In the
frigid grasp of
winter, when your
nares are briefly sticking shut with each inhalation, and you’ve dispensed with
gloves in favor of the huddled warmth of
mittens, there is a visual redemption for the coldness endured. This is the weather for
sundogs, pale,
wraith-like images escorting the sun across the brilliant
blue sky.
If you haven’t seen them, they are short arcs of light flanking the sun, often appearing as part of a faint halo totally encircling the sun.
The most striking ones occur when the sun is near the horizon and the air is loaded with ice crystals, specifically tiny (less than 0.5 micrometers in diameter) hexagonal ice crystals suspended in thin, nearly invisible cirrostratus clouds. These ice crystals refract the sunlight at an angle of about 158º, resulting in the appearance of sundogs about 22º from the sun.* The amount of refraction is dependant on size of the crystals, so instead of a precise, neat rainbow, you get stretched pale images.

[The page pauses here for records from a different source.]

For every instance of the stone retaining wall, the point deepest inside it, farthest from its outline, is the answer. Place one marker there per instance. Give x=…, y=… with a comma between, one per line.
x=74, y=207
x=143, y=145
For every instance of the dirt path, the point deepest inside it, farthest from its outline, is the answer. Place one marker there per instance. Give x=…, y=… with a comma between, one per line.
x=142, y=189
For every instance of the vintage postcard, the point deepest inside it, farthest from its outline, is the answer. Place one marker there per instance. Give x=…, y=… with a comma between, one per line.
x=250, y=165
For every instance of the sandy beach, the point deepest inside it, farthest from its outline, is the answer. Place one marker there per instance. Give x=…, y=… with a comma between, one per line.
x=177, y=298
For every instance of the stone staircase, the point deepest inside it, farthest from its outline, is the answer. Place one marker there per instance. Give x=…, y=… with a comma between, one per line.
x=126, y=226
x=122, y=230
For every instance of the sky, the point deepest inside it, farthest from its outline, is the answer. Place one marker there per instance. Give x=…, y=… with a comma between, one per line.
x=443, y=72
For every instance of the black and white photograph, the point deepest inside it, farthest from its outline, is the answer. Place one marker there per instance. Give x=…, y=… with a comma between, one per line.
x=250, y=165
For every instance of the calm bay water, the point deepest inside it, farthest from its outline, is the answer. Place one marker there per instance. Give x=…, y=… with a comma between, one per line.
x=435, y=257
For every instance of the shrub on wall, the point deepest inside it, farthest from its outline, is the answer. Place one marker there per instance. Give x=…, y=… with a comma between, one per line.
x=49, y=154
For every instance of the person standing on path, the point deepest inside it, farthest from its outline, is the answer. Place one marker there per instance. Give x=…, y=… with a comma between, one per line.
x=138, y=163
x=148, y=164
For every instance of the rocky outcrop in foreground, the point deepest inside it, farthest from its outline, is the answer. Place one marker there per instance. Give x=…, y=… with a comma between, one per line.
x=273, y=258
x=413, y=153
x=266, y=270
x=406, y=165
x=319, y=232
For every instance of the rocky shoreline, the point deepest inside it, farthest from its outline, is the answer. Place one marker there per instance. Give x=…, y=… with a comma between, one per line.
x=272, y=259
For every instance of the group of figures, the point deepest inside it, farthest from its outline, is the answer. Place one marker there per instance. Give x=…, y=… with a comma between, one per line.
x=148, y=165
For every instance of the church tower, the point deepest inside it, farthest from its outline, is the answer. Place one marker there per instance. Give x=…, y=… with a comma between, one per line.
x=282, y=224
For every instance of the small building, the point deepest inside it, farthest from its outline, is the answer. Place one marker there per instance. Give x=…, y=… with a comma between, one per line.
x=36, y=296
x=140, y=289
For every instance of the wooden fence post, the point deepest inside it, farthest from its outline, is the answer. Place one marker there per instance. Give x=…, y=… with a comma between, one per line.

Sundogs are seen in short arcs in a horizontal plane with the sun because the pencil-like ice crystals predominantly tumble through the sky with their long axis oriented horizontally. The faint halo seen with the sundogs is from the crystals that are at the correct orientation for their location to refract light to your eye.
So there you are, a technical explanation for a simple apparition.
Have fun looking, but remember, don’t stare at the sun.
*The math: Line of sight is 180º ; subtract the 158º refraction and you get the image at 22º.